ちなみに碑文谷翔は外面だけは良くて、「IT企業の社長」などと名乗ったりするのですが、第2話予告の窪田翔ちゃん、楽々クリア!(わかってたけど)
3週間前(実家を追い出されて、ゆり子の家に転がり込んでくる前)の翔ちゃんがこんなにパリッとしていたなら、その過去を知るからこそ、ゆり子が彼を許してしまうんだ、期待してしまうんだとわかります。わりと、ここ、重要。

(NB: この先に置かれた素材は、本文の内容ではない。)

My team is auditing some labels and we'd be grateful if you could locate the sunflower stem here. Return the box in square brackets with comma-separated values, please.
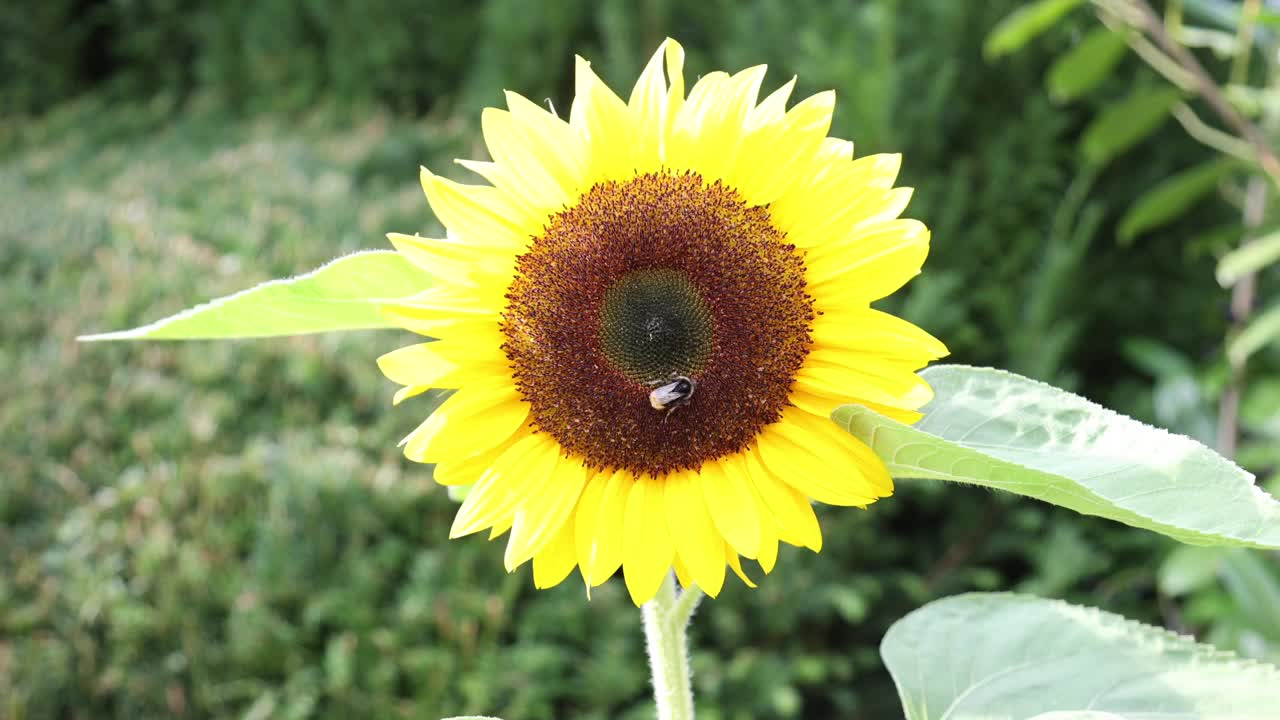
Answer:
[640, 574, 703, 720]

役柄とは別の意味でも、窪田さんの翔ちゃん役には期待があります。少々偉そうな物言いになり恐縮ですが、窪田さんには「力の抜けた演技」を会得してほしいと密かに願っていたので、『ヒモメン』は「出会うべくして出会った」作品と感じています。
役にのめり込む彼の演技は、架空のはずのキャラクターがリアルに生きているがごとくの話し方、立ち居振る舞いに魅力があるのですが、時に肩に力が入りすぎて、人間としてはありでも、視聴者や観客に見せる作品の中に存在するキャラクターとしては、観るのが「しんどい」と感じるときがたまにあります。個人的なところを言えば、『僕たちがやりました』の最終話が「しんどい」。
もうちょっと「どう見せるか」より「どう見られるか」も考えて、力の抜き方を体得してほしいなと思っていたところで、“抜き”が必要な翔ちゃん役はジャストでした。『ヒモメン』を経てまたぐっと役の幅が広がるのではと、早くも確信しています。

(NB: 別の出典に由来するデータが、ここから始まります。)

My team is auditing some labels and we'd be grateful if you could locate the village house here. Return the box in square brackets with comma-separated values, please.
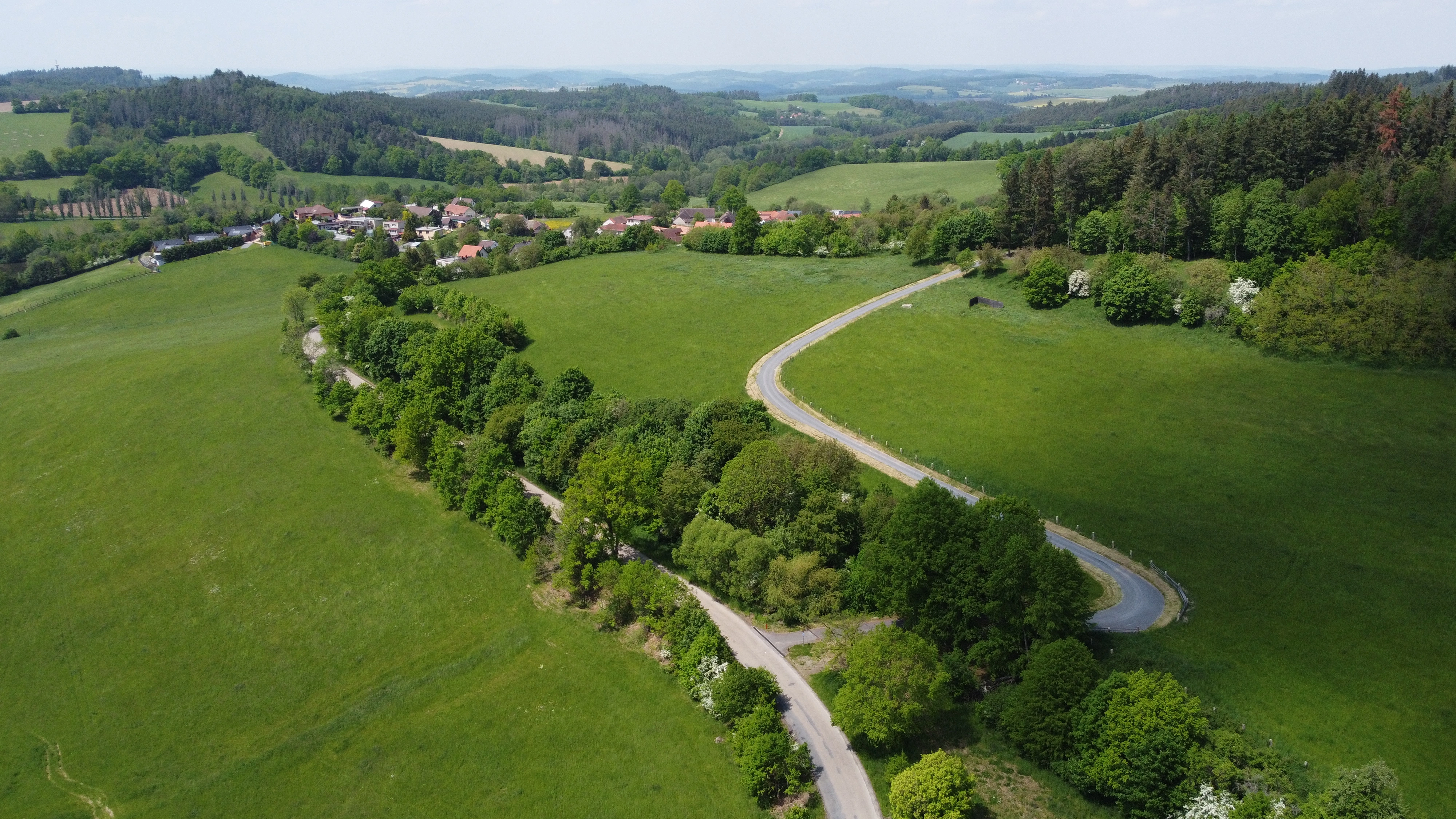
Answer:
[597, 216, 628, 233]
[440, 204, 480, 226]
[223, 225, 262, 242]
[673, 207, 718, 228]
[759, 210, 804, 222]
[293, 206, 335, 222]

ゆり子を演じる川口春奈はかわいいし、演技のテンポもいいし、キレたときのギャップもまたいい! 私には「金田一少年の事件簿」シリーズの七瀬美雪役の印象が強くて、天然っぽく見せつつ、いざとなったら男性に喝を入れる女性役はぴったりと感じます。ヒモ飼い先輩でもある田辺先輩(佐藤仁美)が、今後、どのようなアドバイスをくれるのかも楽しみです。
尾島看護師長(YOU)の見事すぎる手のひら返しに、ステキ狂言回しっぷりがこれからも期待の池目先生(勝地涼)など、病院サイドの人間関係が面白い。原作でダメンズ好き(ダメウーマンも好き)な後輩がドラマの浜野(岡田結実)なら、ますますカオスになりそうです。


気になるのが、このドラマの落としどころ。翔ちゃんが働いちゃったら、ありきたり。相変わらず翔ちゃんはヒモのまま変わらぬ日々が続くと締めるにしても、ドラマとしてどこかにカタルシスは必要でしょう。どのようなシチュエーションをクライマックスに置いて、どう着地させるのか。それがわかるまで(つまり最終回まで)、追いかけるつもりです。